À ce stade de la procédure, l’exproprié n’avait pas demandé d’indemnité pour perte de revenus locatifs.

L’appel et la demande nouvelle

Monsieur Y a interjeté appel du jugement le 21 novembre 2022. Dans ses conclusions déposées le 13 juillet 2023, il a formulé pour la première fois une demande d’indemnité pour perte de revenus locatifs d’un montant de 30 240 €.

Cette demande se fondait sur les éléments suivants :

  • Revenus locatifs annuels : 20 160 €
  • Durée du préjudice demandée : 18 mois
  • Calcul : 20 160 € × 1,5 = 30 240 €

L’exproprié soutenait que cette demande constituait l’accessoire de la demande principale au sens de l’article 566 du code de procédure civile et poursuivait la même fin d’indemnisation du préjudice résultant de l’expropriation.

La contestation de recevabilité

La SA3M et la Métropole ont immédiatement contesté la recevabilité de cette demande sur le fondement de l’article 564 du code de procédure civile, qui pose le principe de l’irrecevabilité des prétentions nouvelles en appel.

Selon eux, la demande d’indemnité pour perte de revenus locatifs constituait une véritable prétention nouvelle, distincte de la demande d’indemnité de dépossession, et non un simple accessoire.


La décision de la cour d’appel de Montpellier

Sur la recevabilité

Par arrêt du 15 mars 2024, la cour d’appel de Montpellier a déclaré la demande recevable au visa de l’article 566 du code de procédure civile.

La cour a considéré que :

« La demande d’allocation d’une indemnité pour perte de revenus locatifs est une demande accessoire à la demande principale d’indemnisation du préjudice résultant de la dépossession, il en résulte que cette demande est recevable en cause d’appel. »

Sur le quantum

Après avoir déclaré la demande recevable, la cour d’appel a examiné le montant de l’indemnité.

Montant des loyers : La cour a constaté que le montant des loyers annuels de 20 160 € n’était pas contesté.

Durée retenue : La cour a considéré que, compte tenu du caractère très attractif du marché locatif de la ville de Montpellier, un délai de 6 mois était suffisant pour trouver un bien de remplacement et le donner à bail.

Calcul :

  • Loyers mensuels : 1 680 €
  • Durée : 6 mois
  • Indemnité allouée : 10 080 €

Résultat global

La cour d’appel a également réformé le jugement sur l’indemnité principale de dépossession, la portant à 221 936,32 €.

Total de l’indemnisation en appel :

  • Indemnité de dépossession : 221 936,32 €
  • Indemnité perte revenus locatifs : 10 080 €
  • Total : 231 016,32 €

Soit une augmentation de 82 143,32 € par rapport à la première instance (+55%).


Le pourvoi en cassation

La SA3M et l’établissement public Montpellier Méditerranée Métropole ont formé un pourvoi en cassation contre cet arrêt.

Le moyen principal

Le second moyen invoquait la violation de l’article 566 du code de procédure civile :

« Ne constitue pas un accessoire d’une demande d’indemnité d’expropriation la prétention tendant à la réparation d’un préjudice de perte de revenus locatifs. »
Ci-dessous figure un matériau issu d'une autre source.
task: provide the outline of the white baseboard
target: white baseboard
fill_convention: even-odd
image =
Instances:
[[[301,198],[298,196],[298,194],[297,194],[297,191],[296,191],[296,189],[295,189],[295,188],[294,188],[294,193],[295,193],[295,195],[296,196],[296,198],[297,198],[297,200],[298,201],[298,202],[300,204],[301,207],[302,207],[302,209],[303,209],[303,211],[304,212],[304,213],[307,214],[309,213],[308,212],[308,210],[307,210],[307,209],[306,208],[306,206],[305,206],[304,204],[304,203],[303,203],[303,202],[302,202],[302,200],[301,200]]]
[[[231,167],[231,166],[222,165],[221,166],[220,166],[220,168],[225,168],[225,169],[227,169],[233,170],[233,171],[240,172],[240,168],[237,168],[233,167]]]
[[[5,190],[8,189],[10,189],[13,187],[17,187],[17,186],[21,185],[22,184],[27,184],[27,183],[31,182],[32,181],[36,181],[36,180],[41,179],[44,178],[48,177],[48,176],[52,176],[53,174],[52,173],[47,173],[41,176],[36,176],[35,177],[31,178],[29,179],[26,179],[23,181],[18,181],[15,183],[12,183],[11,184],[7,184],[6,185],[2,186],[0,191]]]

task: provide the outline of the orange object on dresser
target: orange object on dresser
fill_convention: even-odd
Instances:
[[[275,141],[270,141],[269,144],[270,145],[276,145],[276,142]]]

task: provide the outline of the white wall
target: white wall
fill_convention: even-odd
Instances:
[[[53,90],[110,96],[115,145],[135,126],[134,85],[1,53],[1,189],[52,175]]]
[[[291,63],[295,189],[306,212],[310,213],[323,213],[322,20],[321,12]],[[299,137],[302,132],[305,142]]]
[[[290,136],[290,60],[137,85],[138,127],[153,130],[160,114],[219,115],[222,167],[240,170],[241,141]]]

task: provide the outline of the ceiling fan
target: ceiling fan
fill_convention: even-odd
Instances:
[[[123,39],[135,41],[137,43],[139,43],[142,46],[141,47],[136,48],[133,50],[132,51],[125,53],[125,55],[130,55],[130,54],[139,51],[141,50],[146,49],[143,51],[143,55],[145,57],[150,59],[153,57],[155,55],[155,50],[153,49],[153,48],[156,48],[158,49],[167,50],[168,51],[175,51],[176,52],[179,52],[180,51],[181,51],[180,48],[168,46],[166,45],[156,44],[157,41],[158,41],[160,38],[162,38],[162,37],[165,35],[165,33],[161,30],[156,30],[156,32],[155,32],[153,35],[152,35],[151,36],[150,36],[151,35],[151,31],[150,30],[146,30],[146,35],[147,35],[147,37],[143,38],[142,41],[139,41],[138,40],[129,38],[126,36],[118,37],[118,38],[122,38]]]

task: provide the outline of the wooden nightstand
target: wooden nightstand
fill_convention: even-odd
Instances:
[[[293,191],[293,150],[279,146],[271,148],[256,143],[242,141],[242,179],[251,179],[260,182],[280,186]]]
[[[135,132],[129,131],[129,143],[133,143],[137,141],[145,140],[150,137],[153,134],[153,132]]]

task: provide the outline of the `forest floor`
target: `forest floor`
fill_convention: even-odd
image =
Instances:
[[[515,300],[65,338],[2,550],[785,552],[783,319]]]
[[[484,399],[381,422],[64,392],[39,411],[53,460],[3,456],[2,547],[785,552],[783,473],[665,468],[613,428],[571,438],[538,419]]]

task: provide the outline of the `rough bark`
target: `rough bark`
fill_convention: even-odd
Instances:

Selon les demandeurs, la perte de revenus locatifs constituait un préjudice distinct et autonome de la perte de la propriété du bien, et ne pouvait donc pas être qualifiée d’accessoire au sens de l’article 566 du code de procédure civile.


L’arrêt de la Cour de cassation

Le rejet du pourvoi

La Cour de cassation a rejeté le pourvoi le 9 avril 2026, confirmant ainsi intégralement l’arrêt de la cour d’appel de Montpellier.

La motivation

La Cour de cassation a retenu le raisonnement suivant :

1. La qualification d’accessoire

La demande d’indemnité pour perte de revenus locatifs « poursuit la même fin d’indemnisation du préjudice résultant de l’expropriation » que l’indemnité principale de dépossession.

La Cour ne distingue pas entre le préjudice résultant de la perte du bien lui-même et le préjudice résultant de la perte des revenus tirés de ce bien. Ces deux aspects constituent un préjudice global unique : celui résultant de l’expropriation.

2. Le caractère temporaire et délimité

La Cour précise que l’indemnité couvre « la durée nécessaire à l’exproprié pour acquérir un autre bien et le donner à bail ».

Cette précision délimite temporellement le préjudice indemnisable et rattache directement la perte de revenus à l’acte d’expropriation.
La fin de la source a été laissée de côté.